Photo courtesy 20th Century Studios

Ingredients are essential to any recipe, but they can only take you so far. Imagine one of the finest chefs in the world was going to bake you a cake using only the highest quality ingredients. We’re talking organic milk and eggs, imported spices, the works.

But then you find out that the chef didn’t follow any recipe and just chucked everything in a bowl and hoped for the best. The odds are, in spite of everything, you’re going to get a pretty lousy tasting cake.

Such is the case with “Amsterdam,” where accomplished writer/director David O. Russell (“Silver Linings Playbook,” “American Hustle”) takes a great cast and an interesting story and produces a whole lot of “meh.”

Set between World Wars, the movie focuses on a trio of odd-duck friends who find themselves at the center of a murder mystery and conspiracy.

Christian Bale plays Burt Berendsen, a Park Avenue doctor who reluctantly joins the army during WWI. Burt is assigned command of an all African-American regiment and that is where he meets the headstrong Harold Woodman (John David Washington, who, in spite of starring turns in “BlacKkKlansman” and “Tenet,” I, in my ignorance, only just now learned he is also the son of the great Denzel Washington).

Harold and Burt form a pact to watch each other’s backs, but when they both are terribly injured during battle, their pact extends to a third member, Valerie (Margot Robbie), a free-spirited nurse who patches the boys up.

The trio abscond to Amsterdam and while the boys recuperate, Harold and Valerie strike up a romance with Burt as the welcome, goofball third-wheel.

Fast-forward to the mid-1930s and Burt and Harold are back in New York with Burt treating veterans via unconventional means and Harold, now a lawyer, representing them in court. But when their old commanding officer turns up dead, the boys find themselves in the middle of a vast conspiracy.

I was rooting for this movie like crazy. The cast is great, especially Bale running around with a glass eye doing Christian-Bale things. The central mystery is intriguing, loosely based on historical fact.

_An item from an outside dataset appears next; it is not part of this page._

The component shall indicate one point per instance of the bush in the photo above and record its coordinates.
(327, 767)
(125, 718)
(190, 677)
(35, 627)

The look of the movie is incredible with great sets and wardrobes and the supporting cast is an embarrassment of riches with the likes of Anya Taylor-Joy, Chris Rock, Michael Shannon, Mike Myers, Taylor Swift, Zoe Saldana, Rami Malek and Robert De Niro just walking into a scene for a handful of lines and then walking back out again.

The problem with “Amsterdam” is that Russel can’t decide if the movie is about the crazy mystery and all the weirdos swirling around it, or if it’s about the unconventional relationship between the three leads with intrigue swirling in the background.

Instead, he tries to make it do both things and winds up with a great-looking, exceptionally-acted movie that amounts to nothing.

“Amsterdam” is proof that just because you have all the right pieces in place, it’s still possible to screw it up.

“Amsterdam” is rated R for brief violence and bloody images.